Фильтрующих масок оказалось в избытке. Вентиляцию частично удалось перекрыть собственными силами, и запах утечки начал ослабевать. Я разлеглась на полу, набросив на лицо мокрый бинтовой материал, и не стала сопротивляться, когда Кэмерон принялся стирать с меня кровь.
— Глаз сушит. Задрало, — через маску голос звучал приглушенно.
— Имплант?
— Как догадался? Видно?
— Не видно, просто знакомо. У меня искусственное лёгкое. — Смывающие прикосновения холодной ткани к лицу ощущались божественно в нарастающей духоте. — Они все поначалу сохнут. Первый месяц сидел на ингаляциях. Заведи себе капли.
— Хорошо, спасибо. Ты становишься всё полезнее, — парень подмигнул.
— Мы отдаляемся.
— Что?
Его взгляд был устремлён в иллюминаторы.
— Всё, что там видно: планета, обломки — всё отдаляется. Мы дрейфуем. Наше крыло дрейфует. Не знаю, что так рвануло, но вон плывёт мёртвый разрушитель. Напополам тоже.
Внутри похолодело. Комлинк продолжал хранить гробовое молчание, но, понимая обстановку, я не давала себе надежды на звонки.
Где же ты.
Сердце сбивалось с ритма от мыслей о Хаксе, но я не позволяла панике захлестнуть себя. Нижняя гермодверь дала ход.
— Ура, блин, ура! Ю-хуу!
В помещении раздались аплодисменты.
Насквозь к шахте лифта приварили шлюз, и наше полуторачасовое заключение закончилось.

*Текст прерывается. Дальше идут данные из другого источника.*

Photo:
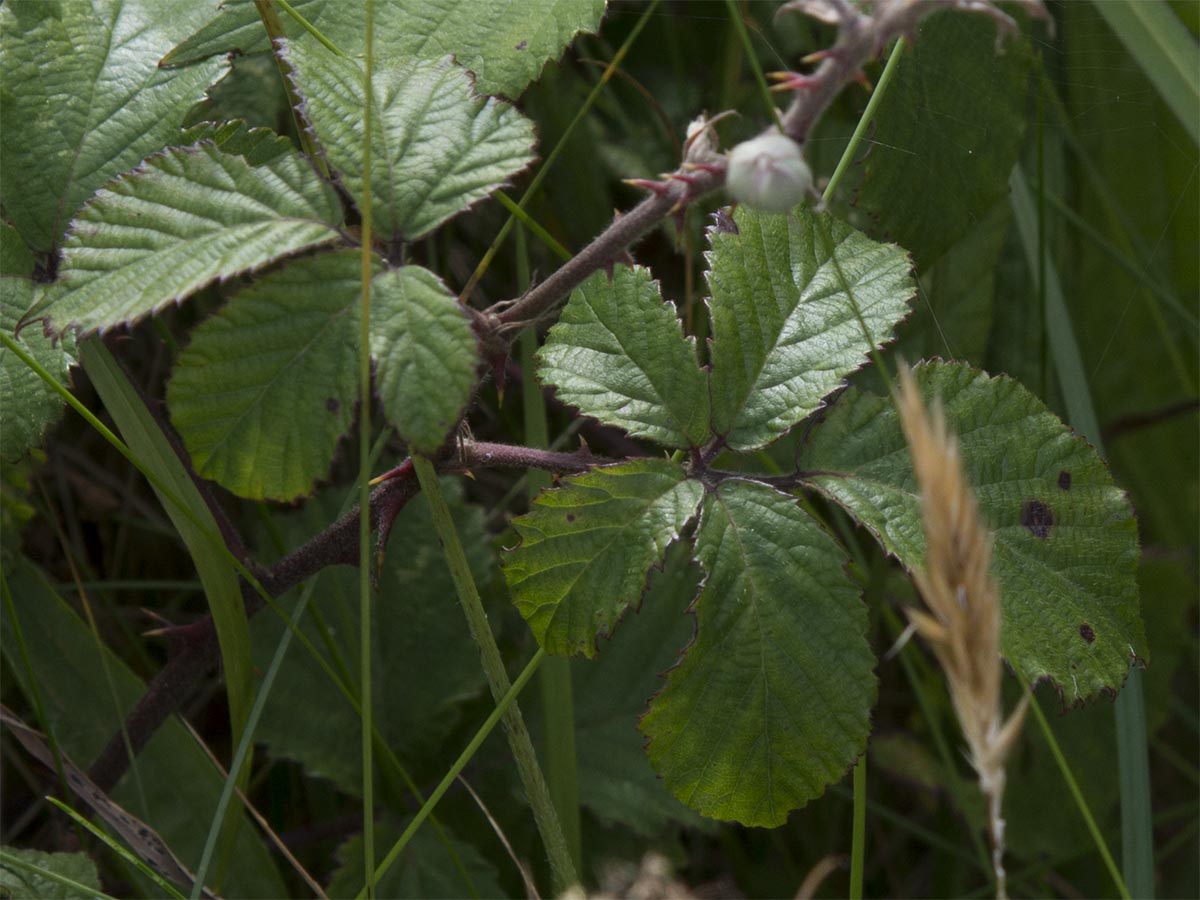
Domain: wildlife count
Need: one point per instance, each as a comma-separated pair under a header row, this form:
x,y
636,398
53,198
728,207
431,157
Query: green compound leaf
x,y
618,353
425,355
586,549
436,148
1066,541
772,701
83,100
948,136
504,43
267,387
180,221
784,329
28,407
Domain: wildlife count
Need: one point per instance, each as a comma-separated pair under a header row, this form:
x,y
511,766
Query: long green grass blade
x,y
1164,49
220,579
1133,755
532,778
365,397
426,809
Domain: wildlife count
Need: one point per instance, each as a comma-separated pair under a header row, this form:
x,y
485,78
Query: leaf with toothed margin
x,y
618,353
436,148
772,701
28,406
425,354
82,100
586,549
784,327
1066,541
181,220
267,388
502,42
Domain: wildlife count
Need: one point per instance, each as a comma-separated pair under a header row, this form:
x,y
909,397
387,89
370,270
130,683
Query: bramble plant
x,y
742,459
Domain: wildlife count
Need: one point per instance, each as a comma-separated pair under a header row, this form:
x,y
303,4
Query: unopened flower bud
x,y
768,173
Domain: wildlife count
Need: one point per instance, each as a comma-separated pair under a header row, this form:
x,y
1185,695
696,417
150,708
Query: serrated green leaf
x,y
436,148
1066,547
618,353
425,354
28,407
587,546
947,137
784,329
772,701
235,137
503,43
267,387
610,693
83,100
180,221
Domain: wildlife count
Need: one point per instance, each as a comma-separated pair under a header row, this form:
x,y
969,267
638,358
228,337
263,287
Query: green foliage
x,y
947,138
435,868
183,220
18,881
785,330
504,45
83,99
173,784
435,148
425,354
772,700
424,663
29,405
1066,549
749,648
618,353
267,387
586,549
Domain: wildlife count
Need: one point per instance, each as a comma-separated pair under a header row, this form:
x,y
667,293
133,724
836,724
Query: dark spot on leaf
x,y
723,222
1037,517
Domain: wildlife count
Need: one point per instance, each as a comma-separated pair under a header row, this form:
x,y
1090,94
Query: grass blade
x,y
1164,49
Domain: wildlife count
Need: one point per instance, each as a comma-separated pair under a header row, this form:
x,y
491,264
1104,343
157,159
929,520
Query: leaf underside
x,y
1066,541
772,701
586,549
785,331
618,353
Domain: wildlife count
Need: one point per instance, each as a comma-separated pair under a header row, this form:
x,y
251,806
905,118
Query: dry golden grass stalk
x,y
963,623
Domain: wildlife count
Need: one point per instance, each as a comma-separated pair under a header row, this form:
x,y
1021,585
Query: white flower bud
x,y
768,173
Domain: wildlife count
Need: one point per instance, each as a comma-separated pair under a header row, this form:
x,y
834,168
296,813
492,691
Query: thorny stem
x,y
859,37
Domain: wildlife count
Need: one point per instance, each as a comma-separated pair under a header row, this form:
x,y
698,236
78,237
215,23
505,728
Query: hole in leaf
x,y
1037,517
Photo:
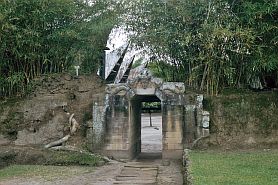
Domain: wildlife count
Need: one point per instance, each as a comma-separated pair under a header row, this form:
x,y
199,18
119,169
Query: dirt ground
x,y
147,169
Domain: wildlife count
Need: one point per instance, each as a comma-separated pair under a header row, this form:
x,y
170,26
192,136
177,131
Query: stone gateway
x,y
116,126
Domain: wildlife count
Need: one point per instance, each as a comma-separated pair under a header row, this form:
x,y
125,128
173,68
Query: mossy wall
x,y
243,119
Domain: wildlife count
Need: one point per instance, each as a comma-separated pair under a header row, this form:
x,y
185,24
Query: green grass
x,y
40,171
234,168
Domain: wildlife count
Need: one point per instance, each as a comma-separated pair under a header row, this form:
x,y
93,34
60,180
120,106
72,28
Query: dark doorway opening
x,y
151,127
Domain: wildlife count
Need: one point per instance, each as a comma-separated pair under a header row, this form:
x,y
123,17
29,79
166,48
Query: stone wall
x,y
242,120
42,117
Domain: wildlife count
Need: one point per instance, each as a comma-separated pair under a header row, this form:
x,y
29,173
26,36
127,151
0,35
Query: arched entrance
x,y
116,127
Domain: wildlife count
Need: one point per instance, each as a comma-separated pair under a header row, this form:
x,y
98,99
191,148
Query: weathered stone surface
x,y
53,130
4,141
120,119
41,117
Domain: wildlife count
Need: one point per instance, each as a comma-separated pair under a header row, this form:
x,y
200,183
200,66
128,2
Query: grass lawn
x,y
40,171
234,168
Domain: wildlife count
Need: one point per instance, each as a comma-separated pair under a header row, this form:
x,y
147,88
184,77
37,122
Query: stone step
x,y
137,182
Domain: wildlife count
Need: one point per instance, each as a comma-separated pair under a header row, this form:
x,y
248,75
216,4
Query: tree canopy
x,y
50,36
208,44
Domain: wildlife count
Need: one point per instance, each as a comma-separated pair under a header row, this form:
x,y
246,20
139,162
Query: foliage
x,y
50,36
208,44
256,167
45,172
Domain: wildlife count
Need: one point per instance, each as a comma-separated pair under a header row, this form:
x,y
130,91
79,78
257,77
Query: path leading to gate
x,y
150,172
138,172
147,169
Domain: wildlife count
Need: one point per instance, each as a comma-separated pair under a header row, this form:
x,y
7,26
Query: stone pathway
x,y
140,172
137,173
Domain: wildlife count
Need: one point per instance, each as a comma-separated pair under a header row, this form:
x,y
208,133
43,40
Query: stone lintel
x,y
172,154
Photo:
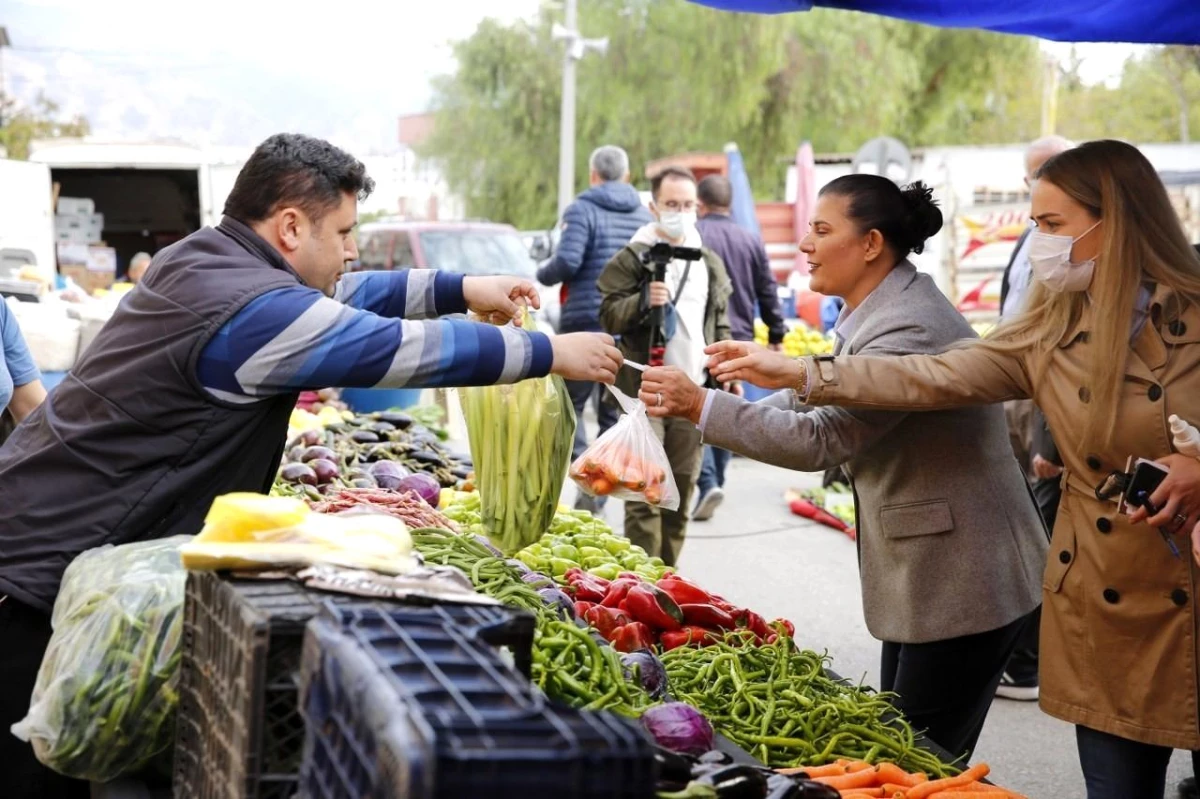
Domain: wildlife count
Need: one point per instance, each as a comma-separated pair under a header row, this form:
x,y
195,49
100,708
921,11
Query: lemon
x,y
241,516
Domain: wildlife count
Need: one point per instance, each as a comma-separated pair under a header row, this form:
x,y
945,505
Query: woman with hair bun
x,y
951,542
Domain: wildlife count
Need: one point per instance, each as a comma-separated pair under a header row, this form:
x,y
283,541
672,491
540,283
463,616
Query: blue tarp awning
x,y
1146,22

Когда я снова оказалась на борту «Финализатора», мне захотелось обнять стены: только удача уберегла корабль от разрушительной волны. На этой мысли улыбка сползла с лица. Полным ходом шла эвакуация людей и техники с «Супримаси». Это горько. При отсутствии угрозы взрыва его, наверное, частично разберут.
Полчаса ушло на то, чтобы вернуться в госпиталь, найти едва знакомую Дейю, заполнить документы на заселение и наспех получить новый комплект одежды. Я больше не хотела терять ни минуты.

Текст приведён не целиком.